> Now i backup some files over the network without spooling and get about 300 
> kb/s. If I activate spooling I get 700 kb/s. (Yesterday I got 4 MB/s but this 
> is still ridiculously low...)
Is this a full backup job? Do you have a gigabit network? What version
of bacula are you using? Have you properly indexed your database? If
you do not have a gigabit network is your database on the same server
as the director and storage? Are you backing up thousands of small
files? Do you have software compression on? Are your computers less
than 3 years old or all > 2GHz.

> Isn't the storage daemon supposed to wait until all the data is on the hard 
> drive and then start writing to the tape?
Yes. Bacula 2.1.X waits till the entire spool file is filled before it
writes to the tape.

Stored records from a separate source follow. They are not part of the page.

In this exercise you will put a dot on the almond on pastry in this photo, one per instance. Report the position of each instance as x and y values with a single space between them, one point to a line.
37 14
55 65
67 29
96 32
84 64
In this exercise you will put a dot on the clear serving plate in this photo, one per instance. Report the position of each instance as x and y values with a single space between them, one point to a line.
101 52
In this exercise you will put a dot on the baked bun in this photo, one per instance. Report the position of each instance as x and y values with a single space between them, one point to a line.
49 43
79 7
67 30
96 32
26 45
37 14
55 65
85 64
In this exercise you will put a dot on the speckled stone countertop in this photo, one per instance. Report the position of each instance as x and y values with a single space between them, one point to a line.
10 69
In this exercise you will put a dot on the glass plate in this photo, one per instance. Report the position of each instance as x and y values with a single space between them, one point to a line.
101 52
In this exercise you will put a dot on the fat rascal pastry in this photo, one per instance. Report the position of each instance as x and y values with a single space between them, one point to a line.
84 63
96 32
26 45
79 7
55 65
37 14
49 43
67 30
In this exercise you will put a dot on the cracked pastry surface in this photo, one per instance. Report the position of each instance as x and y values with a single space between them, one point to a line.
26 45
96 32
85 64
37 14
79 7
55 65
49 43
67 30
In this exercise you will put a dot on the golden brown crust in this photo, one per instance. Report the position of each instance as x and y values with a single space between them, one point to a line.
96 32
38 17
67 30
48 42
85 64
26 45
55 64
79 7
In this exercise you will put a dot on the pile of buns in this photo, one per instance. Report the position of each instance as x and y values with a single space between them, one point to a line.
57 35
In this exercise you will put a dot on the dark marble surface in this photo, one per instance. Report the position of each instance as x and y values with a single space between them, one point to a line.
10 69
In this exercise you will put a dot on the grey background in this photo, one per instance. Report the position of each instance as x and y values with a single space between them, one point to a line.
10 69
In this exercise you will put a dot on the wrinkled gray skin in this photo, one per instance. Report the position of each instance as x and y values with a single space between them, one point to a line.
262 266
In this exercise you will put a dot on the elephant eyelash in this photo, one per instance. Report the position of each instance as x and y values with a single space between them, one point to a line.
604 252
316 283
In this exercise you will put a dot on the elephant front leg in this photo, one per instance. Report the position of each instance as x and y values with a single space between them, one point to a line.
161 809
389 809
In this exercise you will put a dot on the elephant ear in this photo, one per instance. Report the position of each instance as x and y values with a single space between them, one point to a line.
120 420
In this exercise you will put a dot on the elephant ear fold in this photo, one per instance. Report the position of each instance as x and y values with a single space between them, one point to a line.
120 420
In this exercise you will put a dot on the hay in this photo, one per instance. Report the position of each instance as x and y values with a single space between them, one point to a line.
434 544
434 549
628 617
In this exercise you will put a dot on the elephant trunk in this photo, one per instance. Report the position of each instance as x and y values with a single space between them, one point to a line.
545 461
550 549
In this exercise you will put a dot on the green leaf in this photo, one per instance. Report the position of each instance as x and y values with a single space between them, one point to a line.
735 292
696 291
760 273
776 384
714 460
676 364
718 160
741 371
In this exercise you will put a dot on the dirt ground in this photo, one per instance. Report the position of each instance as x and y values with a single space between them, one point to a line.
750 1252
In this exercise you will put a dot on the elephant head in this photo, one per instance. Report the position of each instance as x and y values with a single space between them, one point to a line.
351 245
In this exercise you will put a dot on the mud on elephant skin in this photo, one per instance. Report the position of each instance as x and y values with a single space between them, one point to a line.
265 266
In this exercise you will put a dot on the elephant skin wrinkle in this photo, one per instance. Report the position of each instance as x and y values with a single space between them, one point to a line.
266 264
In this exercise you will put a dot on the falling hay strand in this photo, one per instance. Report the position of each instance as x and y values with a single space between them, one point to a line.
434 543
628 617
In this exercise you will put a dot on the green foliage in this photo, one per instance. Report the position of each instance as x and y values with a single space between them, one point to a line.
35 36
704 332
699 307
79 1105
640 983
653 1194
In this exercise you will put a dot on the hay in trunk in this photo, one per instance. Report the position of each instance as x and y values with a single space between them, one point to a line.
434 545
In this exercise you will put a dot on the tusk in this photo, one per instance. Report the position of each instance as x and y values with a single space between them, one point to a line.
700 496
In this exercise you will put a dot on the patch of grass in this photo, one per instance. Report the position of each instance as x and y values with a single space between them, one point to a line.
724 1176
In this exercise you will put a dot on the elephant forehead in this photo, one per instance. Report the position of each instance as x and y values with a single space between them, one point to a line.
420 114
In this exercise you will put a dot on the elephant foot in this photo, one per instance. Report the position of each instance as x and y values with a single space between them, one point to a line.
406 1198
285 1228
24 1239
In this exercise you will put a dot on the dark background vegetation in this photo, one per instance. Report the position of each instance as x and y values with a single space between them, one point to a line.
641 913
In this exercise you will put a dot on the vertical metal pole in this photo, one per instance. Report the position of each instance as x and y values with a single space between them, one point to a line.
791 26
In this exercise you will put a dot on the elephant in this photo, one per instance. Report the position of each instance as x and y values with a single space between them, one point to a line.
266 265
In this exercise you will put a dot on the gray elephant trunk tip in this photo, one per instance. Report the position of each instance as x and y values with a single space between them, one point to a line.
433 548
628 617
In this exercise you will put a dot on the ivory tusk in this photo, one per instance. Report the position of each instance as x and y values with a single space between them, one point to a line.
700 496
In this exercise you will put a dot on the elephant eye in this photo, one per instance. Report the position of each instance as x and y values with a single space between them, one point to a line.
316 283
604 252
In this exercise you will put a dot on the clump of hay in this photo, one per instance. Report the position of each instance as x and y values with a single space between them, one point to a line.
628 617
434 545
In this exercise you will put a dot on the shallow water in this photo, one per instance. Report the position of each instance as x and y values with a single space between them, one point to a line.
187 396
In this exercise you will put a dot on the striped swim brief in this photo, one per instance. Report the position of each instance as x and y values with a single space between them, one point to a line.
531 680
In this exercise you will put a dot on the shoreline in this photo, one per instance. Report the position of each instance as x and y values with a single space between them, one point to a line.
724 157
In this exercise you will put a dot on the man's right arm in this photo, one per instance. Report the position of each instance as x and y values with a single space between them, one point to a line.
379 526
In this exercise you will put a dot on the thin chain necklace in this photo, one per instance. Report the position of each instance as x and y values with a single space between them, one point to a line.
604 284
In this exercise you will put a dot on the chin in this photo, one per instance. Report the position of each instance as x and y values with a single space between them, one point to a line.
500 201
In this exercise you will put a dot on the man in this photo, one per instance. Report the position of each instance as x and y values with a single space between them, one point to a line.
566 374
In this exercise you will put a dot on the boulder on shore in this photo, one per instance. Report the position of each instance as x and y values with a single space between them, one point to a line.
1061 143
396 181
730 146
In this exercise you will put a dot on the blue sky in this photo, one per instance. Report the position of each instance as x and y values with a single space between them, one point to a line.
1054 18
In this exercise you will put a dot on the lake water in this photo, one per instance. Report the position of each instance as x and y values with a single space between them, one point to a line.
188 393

There has been work to allow the tape drive to
work while the client is running (to improve single backup
performance) but I do not think that made it into the current bacula
which is version 2.2.0.

>This doesn't to be the case at all. A spool file is created but also
the writing to the tape starts at the same time so writing speed still
is very low.

Are you sure that spooling is on? I believe you have to activate it in
the job and the bacula-sd. It will show that it is running if you do a
status storage while the job is running. How big is your spool file?

My spool file is to 2GB for my nearly 100% gigabit network with my
LTO2 autochanger and with spooling I get between 4MB/s to 25MB/s which
is dependent on a lot of factors. Incremental and diferential jobs are
usually much slower than Full because the client spends a  lot of time
finding the files to backup. If I backup a job with > 1,000,000 small
files I generally get a lower much rate than backing up a few files
that total the same size as the 1,000,000 small files.

I am running my director, database and storage on three different
machines with the director and storage being dual processor Opteron
248 boxes with 4GB of memory and the database (postgres)  is on an
athlon64 3200 with 2GB of memory. All are running 64 bit gentoo with
most servers running bacula 2.1.X and clients (windows and linux)
running versions of bacula from 1.38 to 2.0.X.